Instead of soldering the wires to a dummy fuse (it's tough,i tried it ),just use two thin male spade connectors,and set them in epoxy,so it looks like a fuse.

The buzzer idea is kinda cool,but not sure how you would set it up to be current sensitive.Any small draw would activate the buzzer,so normal circuit activity probably would too.

That's the nice thing about the headlight setup,the brighter it is,the more current that is flowing.Dead short is full brightness.Plus you can see it from the other end of the vehicle,or from underneath.

BTW,I'll take the raise,double the pay would be nice 

Let's see,$0.00 an hour X 2 =


----------



## wyldman (Jan 18, 2001)

BTW - any update on what was the cause,or still causing the blown fuses ?


----------



## chtucker (Sep 6, 2002)

Shorted vacum motor for the HVAC system...

I thought this thing was a "superduty"

This has been the most unreliable vehicle I have owned, and most of it happened BEFORE I started plowing with it.

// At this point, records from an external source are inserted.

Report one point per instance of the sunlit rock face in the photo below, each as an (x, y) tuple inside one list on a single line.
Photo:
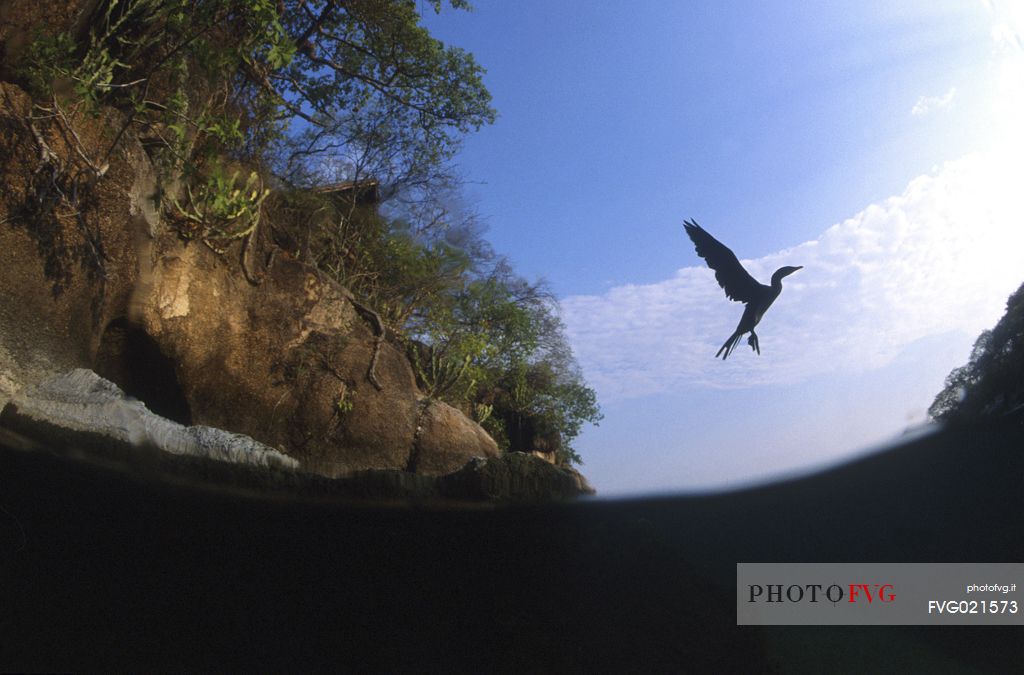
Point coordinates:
[(83, 406), (250, 341)]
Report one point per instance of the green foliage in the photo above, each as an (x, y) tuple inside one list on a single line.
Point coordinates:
[(220, 208), (231, 95), (992, 381)]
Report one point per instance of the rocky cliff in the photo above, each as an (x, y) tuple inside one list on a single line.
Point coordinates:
[(247, 339)]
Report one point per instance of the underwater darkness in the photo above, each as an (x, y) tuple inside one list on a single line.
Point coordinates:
[(107, 567)]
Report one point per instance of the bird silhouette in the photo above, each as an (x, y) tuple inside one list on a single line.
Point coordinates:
[(738, 285)]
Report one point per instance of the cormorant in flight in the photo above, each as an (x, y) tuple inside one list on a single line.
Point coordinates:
[(738, 285)]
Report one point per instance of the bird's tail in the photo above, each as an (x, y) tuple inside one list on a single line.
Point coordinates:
[(729, 345)]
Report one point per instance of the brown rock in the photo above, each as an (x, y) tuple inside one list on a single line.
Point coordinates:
[(448, 439)]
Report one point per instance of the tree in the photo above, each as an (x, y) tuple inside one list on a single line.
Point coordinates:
[(992, 381)]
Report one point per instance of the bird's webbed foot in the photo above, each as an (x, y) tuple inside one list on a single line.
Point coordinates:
[(753, 341)]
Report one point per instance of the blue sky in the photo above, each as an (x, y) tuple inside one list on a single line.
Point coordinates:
[(877, 145)]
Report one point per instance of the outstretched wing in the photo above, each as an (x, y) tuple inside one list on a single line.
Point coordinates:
[(737, 282)]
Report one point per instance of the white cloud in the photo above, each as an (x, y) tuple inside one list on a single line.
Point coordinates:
[(926, 104), (942, 256)]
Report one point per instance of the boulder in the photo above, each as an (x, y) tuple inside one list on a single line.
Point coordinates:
[(517, 476), (248, 340), (82, 410), (444, 437)]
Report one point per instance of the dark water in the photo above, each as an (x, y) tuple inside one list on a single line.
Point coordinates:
[(103, 567)]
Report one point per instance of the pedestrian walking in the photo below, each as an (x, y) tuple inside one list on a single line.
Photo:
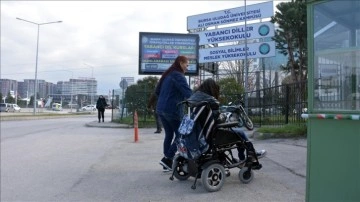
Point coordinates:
[(172, 89), (100, 106)]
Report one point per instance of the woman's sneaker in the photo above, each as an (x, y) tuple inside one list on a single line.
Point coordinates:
[(166, 163)]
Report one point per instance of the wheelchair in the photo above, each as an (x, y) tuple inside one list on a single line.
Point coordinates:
[(212, 167)]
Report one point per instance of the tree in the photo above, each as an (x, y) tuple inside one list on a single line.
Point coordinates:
[(136, 96), (291, 37), (230, 90)]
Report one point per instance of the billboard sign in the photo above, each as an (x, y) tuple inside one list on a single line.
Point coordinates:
[(237, 52), (229, 16), (237, 33), (157, 51)]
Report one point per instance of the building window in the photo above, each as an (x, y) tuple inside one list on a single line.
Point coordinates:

The headligt (actually kc dayligther) method worked well

Howard


----------



## wyldman (Jan 18, 2001)

Glad to hear you got it fixed.Thanks for the update.I'll have to remeber that one in case I get one in the shop for the same thing.


----------



## chtucker (Sep 6, 2002)

So here are the details.. the vacuum pump that runs the ESOF and the hvac ductwork fried. It is mounted on the ex (and all superduties) on the passenger side fender about 1ft back from the battery (on a diesel).

Ford part number F81H-2A451-B... I have not gotten a price on it yet.

Howard


----------